POLITICAL POLICIES, NOT DOCTORS – ARE THE PROBLEM

In the public discourse that the ruling elite promotes, the poor functioning of the past medical council was due to some sort of inherent inability of the medical profession to govern itself. To some extent the medical professionals in the past medical councils brought this on themselves – by failing to check corruption and poor ethics.  But this is not the main reason for the failure of the past medical council. One problem was the lack of democratic participation from other sections of society and lack of transparency in its functioning, which remains even with this Act. 

The major problem, and the root of corruption, was however the privatisation of medical education and healthcare services that began in the nineties and which accelerated in this decade, which legitimised private profits in both medical education and practice.  In the last decade, the main thrust of government policy has been directed to shifting the role of the government from the role of provider of healthcare services to purchasing it from private providers through insurance or partnerships, and further promoting monopoly within the health care system. This in turn requires an expansion of the number of doctors available for recruitment by corporate healthcare providers – the creation of a reserve force of unemployed doctors who would keep doctors salary requirements down. Further studies and popular resentments are showing that private providers do not abide by contractual terms and that private educational institutions are overwhelmingly corrupt and of poor quality. Instead of seeing the roots of the problem in the policies of privatisation, the government would project the problem as entirely due to professionals and professional regulation. The failure to analyse or understand the other policy and systemic roots for problems like poor quality of medical education, corruption, ethical deficits, failure to generate human resources that are appropriate to our needs – all come together with an anti-professional bias to bring about a bill that satisfies no one, and solves very little.
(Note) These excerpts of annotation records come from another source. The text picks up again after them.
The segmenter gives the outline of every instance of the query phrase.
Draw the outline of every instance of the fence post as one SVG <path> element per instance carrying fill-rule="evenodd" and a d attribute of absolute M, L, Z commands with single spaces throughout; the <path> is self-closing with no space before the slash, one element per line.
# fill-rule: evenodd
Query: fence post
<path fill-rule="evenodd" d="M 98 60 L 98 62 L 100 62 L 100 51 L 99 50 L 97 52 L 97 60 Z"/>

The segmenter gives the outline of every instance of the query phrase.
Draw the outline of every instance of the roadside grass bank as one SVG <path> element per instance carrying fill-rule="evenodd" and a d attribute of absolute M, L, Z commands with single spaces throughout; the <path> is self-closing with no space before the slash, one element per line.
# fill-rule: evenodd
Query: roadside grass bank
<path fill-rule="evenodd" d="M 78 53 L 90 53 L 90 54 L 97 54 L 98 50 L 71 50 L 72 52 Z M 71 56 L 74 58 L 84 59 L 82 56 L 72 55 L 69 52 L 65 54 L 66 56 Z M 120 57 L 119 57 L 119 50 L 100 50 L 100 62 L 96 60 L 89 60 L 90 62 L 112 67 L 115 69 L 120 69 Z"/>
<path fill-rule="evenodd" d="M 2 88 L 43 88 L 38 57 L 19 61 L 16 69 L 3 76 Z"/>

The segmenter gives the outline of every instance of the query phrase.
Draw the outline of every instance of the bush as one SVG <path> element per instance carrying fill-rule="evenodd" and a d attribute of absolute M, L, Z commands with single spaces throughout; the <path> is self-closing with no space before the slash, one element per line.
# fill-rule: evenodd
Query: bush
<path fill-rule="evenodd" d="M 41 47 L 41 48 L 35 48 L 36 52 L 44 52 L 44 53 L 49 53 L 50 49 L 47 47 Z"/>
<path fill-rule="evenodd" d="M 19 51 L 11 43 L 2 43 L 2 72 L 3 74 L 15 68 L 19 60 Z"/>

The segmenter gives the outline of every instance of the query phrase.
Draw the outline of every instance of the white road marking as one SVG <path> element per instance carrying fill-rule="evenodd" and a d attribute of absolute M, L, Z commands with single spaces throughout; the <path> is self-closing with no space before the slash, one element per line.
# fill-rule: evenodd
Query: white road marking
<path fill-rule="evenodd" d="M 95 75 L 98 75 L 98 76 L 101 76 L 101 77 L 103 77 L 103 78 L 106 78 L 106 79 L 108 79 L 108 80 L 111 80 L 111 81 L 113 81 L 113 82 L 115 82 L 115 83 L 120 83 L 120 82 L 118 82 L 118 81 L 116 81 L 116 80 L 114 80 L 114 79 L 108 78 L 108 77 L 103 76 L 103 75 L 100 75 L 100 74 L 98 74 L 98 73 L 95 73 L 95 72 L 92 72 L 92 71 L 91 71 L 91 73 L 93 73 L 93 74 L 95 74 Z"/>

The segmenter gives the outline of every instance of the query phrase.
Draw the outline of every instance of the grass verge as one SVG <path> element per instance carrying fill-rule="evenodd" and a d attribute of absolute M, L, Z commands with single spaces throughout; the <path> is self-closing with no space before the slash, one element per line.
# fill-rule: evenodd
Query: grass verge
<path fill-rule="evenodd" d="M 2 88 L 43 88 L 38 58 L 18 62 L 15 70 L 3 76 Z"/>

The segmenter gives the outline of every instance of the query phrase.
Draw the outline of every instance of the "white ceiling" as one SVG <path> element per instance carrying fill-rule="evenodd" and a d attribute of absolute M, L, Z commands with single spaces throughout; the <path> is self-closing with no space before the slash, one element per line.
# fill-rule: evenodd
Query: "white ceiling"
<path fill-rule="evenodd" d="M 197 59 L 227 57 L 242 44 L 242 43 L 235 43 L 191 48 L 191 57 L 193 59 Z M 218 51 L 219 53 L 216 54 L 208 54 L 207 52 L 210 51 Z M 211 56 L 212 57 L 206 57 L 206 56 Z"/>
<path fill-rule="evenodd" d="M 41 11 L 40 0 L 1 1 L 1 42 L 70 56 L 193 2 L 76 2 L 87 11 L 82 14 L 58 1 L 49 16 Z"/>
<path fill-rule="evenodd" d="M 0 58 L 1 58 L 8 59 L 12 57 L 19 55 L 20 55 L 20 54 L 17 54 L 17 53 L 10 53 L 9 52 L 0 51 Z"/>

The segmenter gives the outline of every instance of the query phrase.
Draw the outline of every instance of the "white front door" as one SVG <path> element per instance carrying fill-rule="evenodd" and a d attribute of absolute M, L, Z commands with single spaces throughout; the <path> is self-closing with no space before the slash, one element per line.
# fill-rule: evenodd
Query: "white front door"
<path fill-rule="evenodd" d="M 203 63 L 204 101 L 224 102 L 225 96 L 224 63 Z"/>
As the government tries to implement this Act, these contradictions are going to intensify. As the central government has now taken over and centralised all powers of professional education and regulation, and further done this in parallel with promoting private healthcare services and private sector in medical education, the central government should be held accountable for the failures to provide affordable healthcare services, even by the private sector. Peoples movements which have fought for health rights as well professional associations and all democratic forces would need to exercise the utmost vigilance, and ensure timely public exposure of the limitations of this Act as it goes into implementation, and introduce into public discourse better options and alternatives for improving the numbers of appropriately trained and motivated medical professionals and the quality of care they provide.